TV & Movies

Movie review: ‘10 Cloverfield Lane’ offers news twist on old theme

John Goodman, left, and Mary Elizabeth Winstead, right, in “10 Cloverfield Lane.”
John Goodman, left, and Mary Elizabeth Winstead, right, in “10 Cloverfield Lane.” Paramount Pictures

“Waking up from a car accident, a young woman finds herself in the basement of a man who says he’s saved her life from a chemical attack that has turned all females over the age of 36 into a soft varporous liquid, which can be utilized as a disinfectant.”

Reading that, from promotional materials purportedly describing what’s up in “10 Cloverfield Lane,” one’s natural response is: “??!!!!”

Or as the Pythons (Monty) once so famously declaimed: “And now for something completely different.”

Alas, that verbiage seems like something the wags in the picture’s marketing department came up with as part of a secretive scheme on the part of producer J.J. Abrams and his creative team to conceal the true nature of the movie until it opened, the better to fuddle the expectations of fans curious to know how he and his people followed up their surprise 2008 found-footage horror hit “Cloverfield.”

The fact is, rather than something truly wild and way, way off the wall, “10 Cloverfield Lane” is a variation on the “don’t go down into the basement” school of scary moviemaking, only this time with a 180-degree twist. Which is to say, it’s a movie whose central premise is, “Don’t leave the basement and climb toward the light.” And this time, no found footage.

The basement here is a well-stocked doomsday bunker in which a young woman named Michelle (Mary Elizabeth Winstead) finds herself imprisoned by the bunker’s builder, a paranoid survivalist named Howard (John Goodman), after a car crash.

He chains her up. He tells her he’s saved her from death by fallout following nuclear armageddon.

He’s weird. He’s controlling. He may be lying about what’s up there beyond the bunker’s double-locked doors leading to the outside world.

For most of the picture, hulking Howard is a mildly menacing host. (Goodman did menace much more effectively as the raving madman in “Barton Fink.”)

Michelle is a smart, resourceful woman, able to convert a crutch into a spear and a shower curtain into a hazmat suit.

There’s a third occupant, a bearded young man named Emmett (John Gallagher Jr.) whose character is ill-defined to the point of being almost inconsequential.
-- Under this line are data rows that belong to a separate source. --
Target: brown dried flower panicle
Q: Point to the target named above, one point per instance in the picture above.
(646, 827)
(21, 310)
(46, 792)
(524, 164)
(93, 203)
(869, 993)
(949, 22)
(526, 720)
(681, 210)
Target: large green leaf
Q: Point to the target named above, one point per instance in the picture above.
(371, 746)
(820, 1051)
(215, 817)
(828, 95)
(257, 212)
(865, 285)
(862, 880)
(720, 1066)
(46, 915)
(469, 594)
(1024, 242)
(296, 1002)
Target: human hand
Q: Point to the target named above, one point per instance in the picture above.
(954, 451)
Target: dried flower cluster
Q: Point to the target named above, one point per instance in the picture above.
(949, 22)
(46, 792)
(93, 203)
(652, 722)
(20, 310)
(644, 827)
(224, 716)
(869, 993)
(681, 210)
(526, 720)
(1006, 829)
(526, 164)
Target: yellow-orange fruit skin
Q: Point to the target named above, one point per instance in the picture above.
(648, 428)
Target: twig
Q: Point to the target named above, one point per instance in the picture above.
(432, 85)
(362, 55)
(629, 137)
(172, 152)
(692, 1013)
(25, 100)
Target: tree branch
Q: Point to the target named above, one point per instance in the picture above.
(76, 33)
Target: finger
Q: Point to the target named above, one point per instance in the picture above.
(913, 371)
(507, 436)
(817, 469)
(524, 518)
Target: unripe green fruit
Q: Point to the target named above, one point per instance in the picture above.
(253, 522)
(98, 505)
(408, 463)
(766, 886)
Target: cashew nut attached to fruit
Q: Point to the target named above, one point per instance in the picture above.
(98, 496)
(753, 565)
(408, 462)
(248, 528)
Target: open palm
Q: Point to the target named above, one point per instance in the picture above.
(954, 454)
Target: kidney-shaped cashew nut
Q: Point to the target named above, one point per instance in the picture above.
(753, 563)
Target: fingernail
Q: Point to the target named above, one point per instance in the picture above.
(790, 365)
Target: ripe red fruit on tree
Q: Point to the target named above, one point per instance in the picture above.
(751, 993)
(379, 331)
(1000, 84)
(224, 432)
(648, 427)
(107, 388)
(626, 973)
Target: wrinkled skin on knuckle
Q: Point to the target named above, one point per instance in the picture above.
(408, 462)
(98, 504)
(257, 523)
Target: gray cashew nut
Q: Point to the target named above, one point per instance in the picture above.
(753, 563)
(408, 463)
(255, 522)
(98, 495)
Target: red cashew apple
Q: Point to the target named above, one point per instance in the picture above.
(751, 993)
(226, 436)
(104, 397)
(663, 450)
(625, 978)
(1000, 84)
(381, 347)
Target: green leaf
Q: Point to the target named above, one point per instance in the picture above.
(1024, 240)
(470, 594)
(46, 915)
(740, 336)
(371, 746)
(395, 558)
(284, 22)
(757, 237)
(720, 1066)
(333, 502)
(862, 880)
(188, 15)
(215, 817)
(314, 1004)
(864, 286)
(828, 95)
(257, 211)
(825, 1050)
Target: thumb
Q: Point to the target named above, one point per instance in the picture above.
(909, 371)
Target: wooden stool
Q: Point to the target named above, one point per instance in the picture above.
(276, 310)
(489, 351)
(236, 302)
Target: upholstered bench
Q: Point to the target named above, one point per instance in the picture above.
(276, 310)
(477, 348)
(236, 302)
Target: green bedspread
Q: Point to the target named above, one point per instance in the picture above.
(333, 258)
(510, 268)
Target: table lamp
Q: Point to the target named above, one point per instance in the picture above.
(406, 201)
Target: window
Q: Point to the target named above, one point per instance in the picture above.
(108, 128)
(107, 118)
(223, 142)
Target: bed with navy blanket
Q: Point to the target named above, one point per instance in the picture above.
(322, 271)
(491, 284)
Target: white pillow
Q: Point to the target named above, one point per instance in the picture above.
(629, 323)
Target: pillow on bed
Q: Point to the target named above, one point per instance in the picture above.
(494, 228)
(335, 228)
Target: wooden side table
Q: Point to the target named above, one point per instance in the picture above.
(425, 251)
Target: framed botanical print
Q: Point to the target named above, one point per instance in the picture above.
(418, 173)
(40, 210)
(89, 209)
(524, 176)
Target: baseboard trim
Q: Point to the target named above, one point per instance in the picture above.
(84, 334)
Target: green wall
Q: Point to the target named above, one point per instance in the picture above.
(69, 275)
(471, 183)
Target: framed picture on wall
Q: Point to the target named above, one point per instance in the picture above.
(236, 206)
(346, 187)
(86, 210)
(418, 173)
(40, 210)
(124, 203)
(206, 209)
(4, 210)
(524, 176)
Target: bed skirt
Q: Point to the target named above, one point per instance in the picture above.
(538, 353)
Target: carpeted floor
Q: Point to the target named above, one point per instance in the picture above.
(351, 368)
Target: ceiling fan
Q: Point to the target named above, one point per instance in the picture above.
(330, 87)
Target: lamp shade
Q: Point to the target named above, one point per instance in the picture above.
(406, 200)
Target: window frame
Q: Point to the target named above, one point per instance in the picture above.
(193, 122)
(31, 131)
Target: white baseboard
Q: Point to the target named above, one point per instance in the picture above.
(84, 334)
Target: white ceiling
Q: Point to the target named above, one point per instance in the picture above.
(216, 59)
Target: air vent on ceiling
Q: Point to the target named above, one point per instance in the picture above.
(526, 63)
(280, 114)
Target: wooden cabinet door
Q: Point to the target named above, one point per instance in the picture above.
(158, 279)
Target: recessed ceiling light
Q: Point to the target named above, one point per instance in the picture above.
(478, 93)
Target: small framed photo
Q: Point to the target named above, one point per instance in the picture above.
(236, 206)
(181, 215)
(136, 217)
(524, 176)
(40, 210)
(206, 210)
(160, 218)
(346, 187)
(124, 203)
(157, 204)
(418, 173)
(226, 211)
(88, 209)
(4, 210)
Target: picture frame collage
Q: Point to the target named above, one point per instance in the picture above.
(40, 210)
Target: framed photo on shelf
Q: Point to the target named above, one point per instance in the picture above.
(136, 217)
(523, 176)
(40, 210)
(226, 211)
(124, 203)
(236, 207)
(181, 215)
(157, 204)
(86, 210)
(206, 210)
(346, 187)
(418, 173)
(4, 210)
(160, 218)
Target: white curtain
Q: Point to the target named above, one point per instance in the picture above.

Board games, threats from Howard and desperate escape planning by Michelle take up most the picture. And then, first-time feature director Dan Trachtenberg and the screenwriters, apparently realizing that not much has been going on so far, ramp up to a full-bore CG explosion extravaganza finale.

Too little. Too late.

10 Cloverfield Lane

out of 5.

Cast: Mary Elizabeth Winstead, John Goodman, John Gallagher Jr.

Director: Dan Trachtenberg.

Running time: 1:45.

Rated: PG-13, for thematic material including frightening sequences of threat with some violence, and brief language.